1. Mathf.InverseLerp: This function calculates a lerpFactor (a value between 0 and 1) representing how far along we are between the currentSnapshot.timestamp and the nextSnapshot.timestamp, based on the current replayTime.

2. Vector3.Lerp and Quaternion.Slerp: These functions perform the interpolation, smoothly transitioning between the position and rotation values of the two snapshots based on the lerpFactor. Slerp is crucial for rotations as it avoids gimbal lock issues that Lerp can cause with Quaternions.

3. We increment currentFrame when replayTime exceeds nextSnapshot.timestamp.

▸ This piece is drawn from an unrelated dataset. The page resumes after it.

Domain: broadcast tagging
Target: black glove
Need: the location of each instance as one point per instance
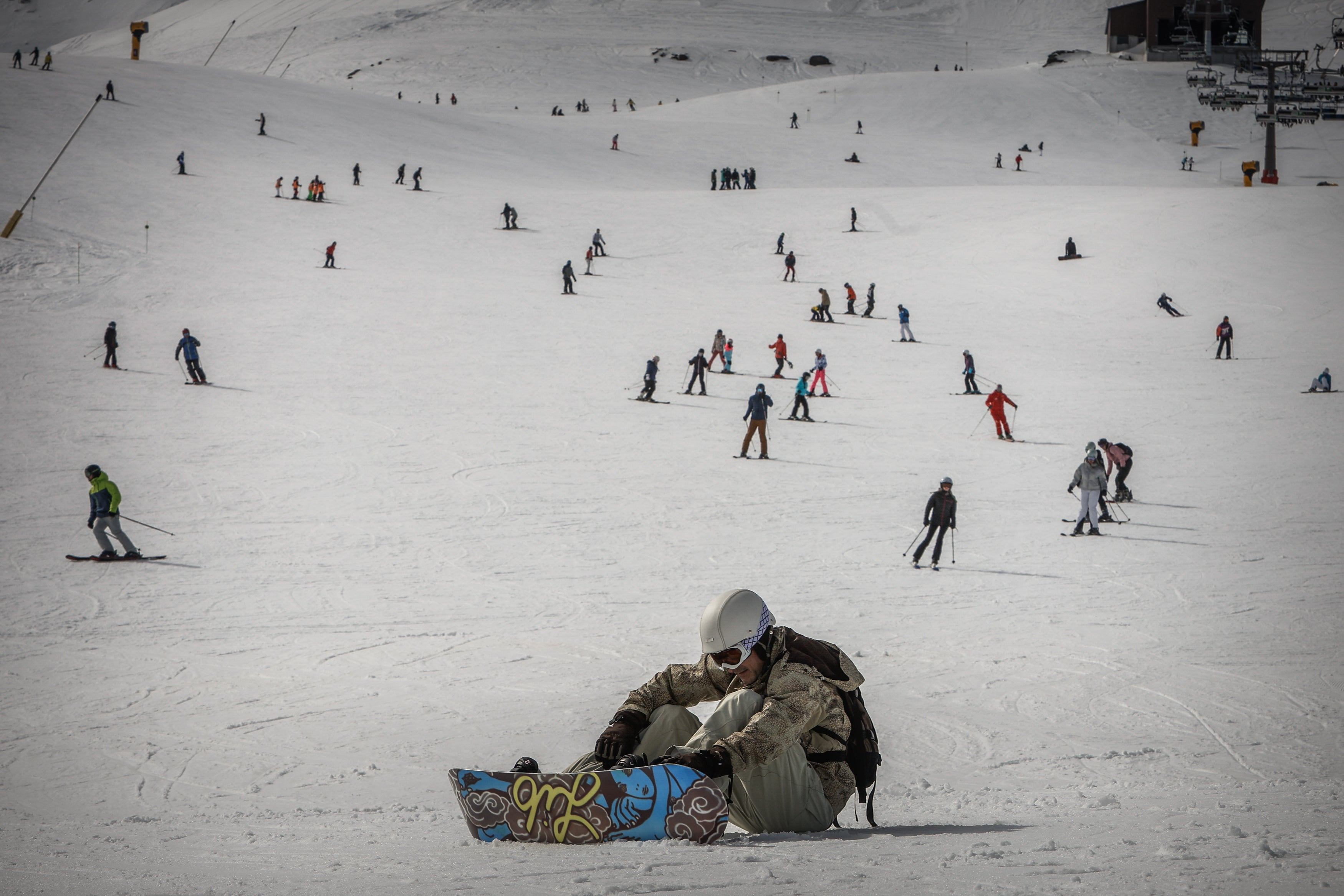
(621, 735)
(712, 764)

Attach this script to a new GameObject (don’t attach it to the original player). This object will represent the “ghost” or replay of the player. Make sure to copy the recordedData from the ReplayRecorder to the ReplayPlayer's replayData property before calling StartReplay().

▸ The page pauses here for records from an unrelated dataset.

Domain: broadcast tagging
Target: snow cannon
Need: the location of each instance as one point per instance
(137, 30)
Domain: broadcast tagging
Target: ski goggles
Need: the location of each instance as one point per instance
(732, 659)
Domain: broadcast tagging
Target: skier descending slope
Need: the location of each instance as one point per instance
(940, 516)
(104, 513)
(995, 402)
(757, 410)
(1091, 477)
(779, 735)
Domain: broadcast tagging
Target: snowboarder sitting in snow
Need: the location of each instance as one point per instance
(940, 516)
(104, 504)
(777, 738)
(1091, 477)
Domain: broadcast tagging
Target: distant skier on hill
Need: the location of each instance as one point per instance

Challenge: Handling Variable Frame Rates. The recordingInterval is an approximation. The actual time between frames might vary. This is why using timestamps and InverseLerp is crucial for smooth playback regardless of recording frame rate variations.

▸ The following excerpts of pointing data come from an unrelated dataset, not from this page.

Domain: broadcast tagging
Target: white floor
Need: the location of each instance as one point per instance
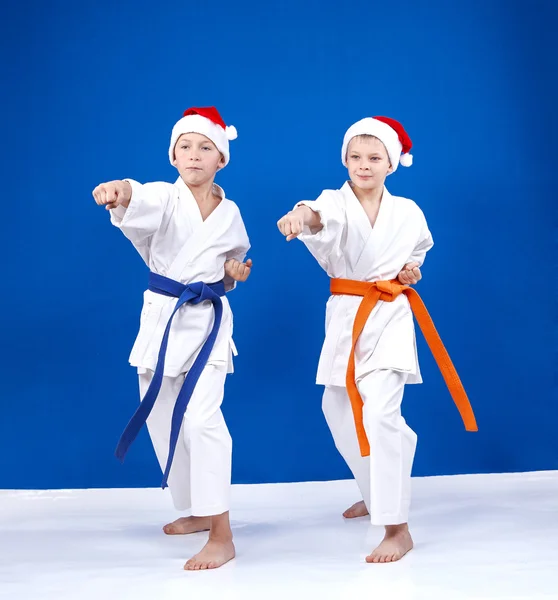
(477, 536)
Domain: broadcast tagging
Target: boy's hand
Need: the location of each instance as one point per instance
(112, 194)
(237, 270)
(292, 224)
(410, 274)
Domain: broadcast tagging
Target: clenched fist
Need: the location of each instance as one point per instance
(237, 270)
(292, 224)
(112, 194)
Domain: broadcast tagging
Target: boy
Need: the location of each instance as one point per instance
(193, 240)
(363, 236)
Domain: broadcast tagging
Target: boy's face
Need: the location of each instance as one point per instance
(197, 158)
(368, 162)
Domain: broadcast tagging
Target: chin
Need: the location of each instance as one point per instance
(365, 185)
(194, 178)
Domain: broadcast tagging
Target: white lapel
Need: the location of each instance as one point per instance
(202, 230)
(371, 238)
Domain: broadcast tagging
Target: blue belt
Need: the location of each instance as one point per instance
(193, 293)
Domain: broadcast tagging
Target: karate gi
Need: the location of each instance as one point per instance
(348, 247)
(165, 225)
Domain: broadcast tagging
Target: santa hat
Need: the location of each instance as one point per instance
(206, 121)
(390, 132)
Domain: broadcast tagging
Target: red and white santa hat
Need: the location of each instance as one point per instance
(390, 132)
(206, 121)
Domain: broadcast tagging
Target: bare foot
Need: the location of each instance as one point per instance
(186, 525)
(213, 555)
(357, 510)
(396, 543)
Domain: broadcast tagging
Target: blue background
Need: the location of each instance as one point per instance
(91, 93)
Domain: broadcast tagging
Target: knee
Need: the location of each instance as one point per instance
(376, 416)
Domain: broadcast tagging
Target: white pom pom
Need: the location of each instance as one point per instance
(231, 132)
(406, 160)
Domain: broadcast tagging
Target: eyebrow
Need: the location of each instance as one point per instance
(207, 142)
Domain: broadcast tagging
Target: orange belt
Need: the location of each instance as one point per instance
(387, 291)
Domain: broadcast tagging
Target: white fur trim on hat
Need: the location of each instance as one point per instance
(382, 131)
(406, 160)
(231, 132)
(198, 124)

Basic Analysis: Comparing Replays

Replay systems aren’t just for visual playback; they’re a goldmine for analysis. Imagine comparing a player’s performance across multiple runs.

Here’s a simple example: calculate the total distance traveled during a replay.

public class ReplayAnalyzer
{
    public static float CalculateDistanceTraveled(List<TransformSnapshot> replayData)
    {
        if (replayData == null || replayData.Count < 2) return 0f;

        float totalDistance = 0f;
        for (int i = 1; i < replayData.Count; i++)
        {
            totalDistance += Vector3.Distance(replayData[i - 1].position, replayData[i].position);
        }
        return totalDistance;
    }
}

You can then use this function after the replay has finished. Consider integrating other metrics such as jump count, time spent in specific areas, or enemy encounters to create a rich profile of the player’s performance.

Actionable Insight: Visualize the replay data. Create a heat map showing where the player spent the most time, or a graph plotting their speed over time. Visualizations can reveal patterns that are difficult to spot from raw data.

Where to Go From Here

This is a basic replay system. There are countless ways to expand upon it. Here are a few ideas:

• Network Replays: Record and playback data from networked games. This introduces challenges related to data synchronization and latency.
• Optimizations: Implement data compression to reduce the size of the replay files.
• Rewinding: Allow players to rewind the replay. This requires storing more data and implementing a more complex interpolation system.

This article gives you a solid foundation to build upon. Experiment, iterate, and don’t be afraid to break things. The best way to learn is by doing. Now go build something awesome!